The concept of treating others as if it’s there last day is poignant and effective and one I feel I can fully understand. What I have trouble with is living my own life with the same consideration. Living life as if it’s your last day is both confusing and depressing, and frankly altogether too close to home.
It’s a question of balance. We can’t live our whole life for this one day, nor can we put all our eggs in the basket of an unknown future. We shouldn’t give all of our energy to our careers so we’re burnt out when we get home to our families and we can’t give everything to our loved ones so we have nothing left for the rest of our lives. We have to find an equilibrium between work and life without failing to remember that people should always outweigh the importance of tasks, and just like the cabbie, if we find ourselves with the opportunity to give a little extra to others, “leave them happier than you found them” as my friend Ashley says, then perhaps we should attempt to do that as well.

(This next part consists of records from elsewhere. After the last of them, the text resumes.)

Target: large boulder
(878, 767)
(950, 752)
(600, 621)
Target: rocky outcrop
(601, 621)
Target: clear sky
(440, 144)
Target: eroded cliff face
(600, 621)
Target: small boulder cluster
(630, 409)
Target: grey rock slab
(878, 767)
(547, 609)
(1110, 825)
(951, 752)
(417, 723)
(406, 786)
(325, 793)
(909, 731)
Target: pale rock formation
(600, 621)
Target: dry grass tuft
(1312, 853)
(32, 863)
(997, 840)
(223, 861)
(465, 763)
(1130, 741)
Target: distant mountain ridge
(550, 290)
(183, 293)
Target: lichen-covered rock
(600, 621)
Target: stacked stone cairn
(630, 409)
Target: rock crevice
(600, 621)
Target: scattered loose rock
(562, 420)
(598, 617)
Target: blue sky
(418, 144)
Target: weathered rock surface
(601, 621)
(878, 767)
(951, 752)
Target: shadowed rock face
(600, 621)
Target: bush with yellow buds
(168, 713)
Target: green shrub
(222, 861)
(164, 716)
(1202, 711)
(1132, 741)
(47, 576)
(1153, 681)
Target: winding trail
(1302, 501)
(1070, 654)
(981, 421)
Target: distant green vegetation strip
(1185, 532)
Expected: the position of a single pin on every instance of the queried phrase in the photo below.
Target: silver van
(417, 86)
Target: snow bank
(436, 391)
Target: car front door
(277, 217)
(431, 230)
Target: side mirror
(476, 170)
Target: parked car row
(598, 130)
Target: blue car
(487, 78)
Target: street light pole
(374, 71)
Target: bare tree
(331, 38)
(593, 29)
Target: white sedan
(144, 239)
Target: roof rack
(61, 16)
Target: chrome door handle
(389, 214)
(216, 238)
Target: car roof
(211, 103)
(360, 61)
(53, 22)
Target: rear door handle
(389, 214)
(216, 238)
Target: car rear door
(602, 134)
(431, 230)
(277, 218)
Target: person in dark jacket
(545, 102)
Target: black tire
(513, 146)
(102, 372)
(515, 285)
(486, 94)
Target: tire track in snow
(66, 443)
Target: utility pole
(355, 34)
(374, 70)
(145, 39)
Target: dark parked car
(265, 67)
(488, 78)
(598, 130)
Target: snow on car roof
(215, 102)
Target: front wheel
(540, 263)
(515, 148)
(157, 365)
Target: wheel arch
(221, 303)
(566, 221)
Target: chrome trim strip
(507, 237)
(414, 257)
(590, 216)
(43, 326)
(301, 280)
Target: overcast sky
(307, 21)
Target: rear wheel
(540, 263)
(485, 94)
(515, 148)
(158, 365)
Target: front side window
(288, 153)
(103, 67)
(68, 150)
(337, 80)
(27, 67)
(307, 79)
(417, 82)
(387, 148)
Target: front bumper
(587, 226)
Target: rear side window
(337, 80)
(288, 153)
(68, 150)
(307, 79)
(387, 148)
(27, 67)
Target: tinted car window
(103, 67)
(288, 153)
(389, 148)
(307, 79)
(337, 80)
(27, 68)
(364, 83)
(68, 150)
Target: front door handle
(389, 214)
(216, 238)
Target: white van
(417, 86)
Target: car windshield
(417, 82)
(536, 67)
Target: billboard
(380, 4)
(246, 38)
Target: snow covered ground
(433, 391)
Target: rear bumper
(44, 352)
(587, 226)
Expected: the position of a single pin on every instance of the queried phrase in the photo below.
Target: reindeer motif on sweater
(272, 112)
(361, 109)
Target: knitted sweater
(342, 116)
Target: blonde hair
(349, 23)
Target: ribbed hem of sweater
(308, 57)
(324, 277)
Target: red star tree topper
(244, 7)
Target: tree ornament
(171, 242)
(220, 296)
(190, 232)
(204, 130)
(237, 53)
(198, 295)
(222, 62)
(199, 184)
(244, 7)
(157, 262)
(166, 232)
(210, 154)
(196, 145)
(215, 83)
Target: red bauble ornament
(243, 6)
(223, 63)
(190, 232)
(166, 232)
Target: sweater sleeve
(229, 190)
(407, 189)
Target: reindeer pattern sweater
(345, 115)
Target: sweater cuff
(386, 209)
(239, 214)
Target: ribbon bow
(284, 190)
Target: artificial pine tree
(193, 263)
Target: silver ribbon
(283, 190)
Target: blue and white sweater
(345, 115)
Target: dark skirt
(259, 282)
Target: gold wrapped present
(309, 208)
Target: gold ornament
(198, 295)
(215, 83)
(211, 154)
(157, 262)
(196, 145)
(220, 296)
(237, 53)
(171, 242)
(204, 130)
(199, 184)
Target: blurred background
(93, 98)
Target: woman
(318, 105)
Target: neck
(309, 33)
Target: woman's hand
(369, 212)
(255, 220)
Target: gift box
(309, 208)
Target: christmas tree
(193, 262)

Ultimately I think sitting down to write this blog was important not because the world needed to read it so much as I needed to write it. Writing gives me a sense of purpose, and helps balance out my role as mommy/wife/sick person. Does that mean after typing I won’t go back and hang out with my family or sit down and read a book? No, I need that too. I’m just not off the hook because no one is watching. I know better than that.
Or at least I “should”.
As a final thought I read a quote recently from the Dalai Lama about what surprised him most about humanity. He answered:
“Man. Because he sacrifices his health in order to make money. Then he sacrifices money to recuperate his health. And then he’s so anxious about the future that he does not enjoy the present; the result being that he does not live in the present or the future; he lives as if he is never going to die, and dies having never really lived.”